You're right, sorry about that.  One of your examples started the path
with two leading slashes (//webdirectory/pdfs/mypdffilename.pdf), and that
confused me, but you're right, unless it was accessed as a file: URI, this
wouldn't be interpreted as Windows networking, since it's part of a
relative link.

if I had a double slash somewhere, that was an error in my
interpreting the code from memory, not what it actually did.

I build the field that contains that path using cgi path elements from
a control file and the pdf file name I created.  the actual number of
slashes was embedded in those fields.

However, it's still just a link to the document.  A Location: header would
do the same thing without Javascript.

I'm not familiar with the Location: header technique, but I'm not sure
what you mean by it being just a link to the document.

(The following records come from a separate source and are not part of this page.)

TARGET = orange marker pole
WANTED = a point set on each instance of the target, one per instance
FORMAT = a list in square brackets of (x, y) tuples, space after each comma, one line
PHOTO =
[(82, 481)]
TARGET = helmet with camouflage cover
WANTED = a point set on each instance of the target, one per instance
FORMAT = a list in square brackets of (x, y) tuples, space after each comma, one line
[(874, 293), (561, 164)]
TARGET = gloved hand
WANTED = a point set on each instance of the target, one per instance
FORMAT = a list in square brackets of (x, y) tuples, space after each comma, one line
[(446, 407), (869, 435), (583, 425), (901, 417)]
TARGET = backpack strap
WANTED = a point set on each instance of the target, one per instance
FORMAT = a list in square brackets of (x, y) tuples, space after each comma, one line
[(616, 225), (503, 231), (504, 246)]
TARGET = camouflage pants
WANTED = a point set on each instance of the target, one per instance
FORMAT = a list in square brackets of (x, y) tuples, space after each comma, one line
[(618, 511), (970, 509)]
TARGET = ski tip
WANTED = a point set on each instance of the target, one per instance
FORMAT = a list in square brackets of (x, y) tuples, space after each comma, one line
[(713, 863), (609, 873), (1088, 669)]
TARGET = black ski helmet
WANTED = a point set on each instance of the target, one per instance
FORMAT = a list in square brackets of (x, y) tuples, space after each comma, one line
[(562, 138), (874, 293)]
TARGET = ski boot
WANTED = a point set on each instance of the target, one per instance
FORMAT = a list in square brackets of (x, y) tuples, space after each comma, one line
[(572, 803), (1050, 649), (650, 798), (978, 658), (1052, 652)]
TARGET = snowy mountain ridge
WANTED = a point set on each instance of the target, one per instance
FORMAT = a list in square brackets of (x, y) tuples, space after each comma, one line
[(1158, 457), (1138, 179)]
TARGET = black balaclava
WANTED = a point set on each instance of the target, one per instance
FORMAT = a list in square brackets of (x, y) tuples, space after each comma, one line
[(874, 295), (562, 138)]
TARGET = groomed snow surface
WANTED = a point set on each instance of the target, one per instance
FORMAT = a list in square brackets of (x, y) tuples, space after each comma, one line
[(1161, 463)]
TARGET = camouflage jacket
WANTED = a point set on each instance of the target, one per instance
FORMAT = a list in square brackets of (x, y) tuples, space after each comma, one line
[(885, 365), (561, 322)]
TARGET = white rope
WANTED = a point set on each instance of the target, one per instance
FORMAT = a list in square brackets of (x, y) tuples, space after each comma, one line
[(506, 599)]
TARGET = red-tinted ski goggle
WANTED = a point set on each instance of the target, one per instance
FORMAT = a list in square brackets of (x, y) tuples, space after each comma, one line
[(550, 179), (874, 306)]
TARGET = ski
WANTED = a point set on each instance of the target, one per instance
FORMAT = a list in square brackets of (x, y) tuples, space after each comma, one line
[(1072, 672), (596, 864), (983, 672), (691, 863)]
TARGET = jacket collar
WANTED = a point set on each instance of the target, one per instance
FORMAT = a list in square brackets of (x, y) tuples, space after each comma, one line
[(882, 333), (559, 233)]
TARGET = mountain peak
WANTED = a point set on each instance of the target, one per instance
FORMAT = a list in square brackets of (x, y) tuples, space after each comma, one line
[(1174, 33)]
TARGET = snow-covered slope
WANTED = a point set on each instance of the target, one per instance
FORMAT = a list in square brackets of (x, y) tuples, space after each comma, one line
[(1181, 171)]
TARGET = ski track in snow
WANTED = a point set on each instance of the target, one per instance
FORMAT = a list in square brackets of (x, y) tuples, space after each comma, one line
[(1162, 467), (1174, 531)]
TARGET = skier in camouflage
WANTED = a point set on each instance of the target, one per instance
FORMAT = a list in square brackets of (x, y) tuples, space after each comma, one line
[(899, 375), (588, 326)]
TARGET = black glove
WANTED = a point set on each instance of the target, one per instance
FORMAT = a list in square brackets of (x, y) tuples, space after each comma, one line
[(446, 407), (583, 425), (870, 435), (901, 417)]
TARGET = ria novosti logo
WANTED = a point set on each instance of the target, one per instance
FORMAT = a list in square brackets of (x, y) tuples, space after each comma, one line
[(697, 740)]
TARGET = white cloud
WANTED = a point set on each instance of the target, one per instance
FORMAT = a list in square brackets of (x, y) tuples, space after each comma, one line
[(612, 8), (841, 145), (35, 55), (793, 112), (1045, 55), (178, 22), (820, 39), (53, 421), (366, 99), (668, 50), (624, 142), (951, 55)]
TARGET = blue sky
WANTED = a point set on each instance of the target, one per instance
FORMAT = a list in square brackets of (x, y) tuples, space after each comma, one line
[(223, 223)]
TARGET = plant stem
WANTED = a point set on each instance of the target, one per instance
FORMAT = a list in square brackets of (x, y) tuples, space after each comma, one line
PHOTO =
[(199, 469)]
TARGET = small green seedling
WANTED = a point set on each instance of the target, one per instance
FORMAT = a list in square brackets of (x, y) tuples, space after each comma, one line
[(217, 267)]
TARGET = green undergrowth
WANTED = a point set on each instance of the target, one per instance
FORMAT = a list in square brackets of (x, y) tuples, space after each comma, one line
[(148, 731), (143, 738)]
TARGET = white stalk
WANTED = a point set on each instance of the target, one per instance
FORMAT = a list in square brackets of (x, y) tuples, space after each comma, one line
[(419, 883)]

It's my assumption that he's creating these pdfs on the fly - based on
selection criteria prompted from a browser.  when the user hits the
submit button, the cgi runs, generates the report and converts it to
pdf.  now the user needs to see it, so my solution automatically opens
a browser window with the pdf file's path and name already embedded.

So, the user presses submit, and the next thing he sees is the report
pdf in a new window.  how is that just a link to the pdf?

I thought Jim wanted to send the PDF/HTML document directly from his CGI
program without providing a link to it.  For example, if you wanted to use
the program to secure the document, you wouldn't want there to be any way
that a user can link directly to it, you'd want to require access to only
be done through the program.

Ah, I think I see what you're saying - he wants them to download the
document locally.  well, that would be a different thing altogether.

What I don't understand, however, is why you'd write it to the IFS at all.
But perhaps I'm dwelling too much on that point, and should be
demonstrating the solution instead of dwelling on "why IFS".

I'm not sure I'm understand where you're going here.

If all you are looking for is just a web inquiry, then writing the
report results in HTML is certainly an option.  But if you want to
print the output, html reports are not printer friendly, pdfs are.

So, I'm not aware of any way of generating a pdf from an RPG file
without writing a spool file first.  Is that what you're saying?  that
he can write directly from RPG to pdf format?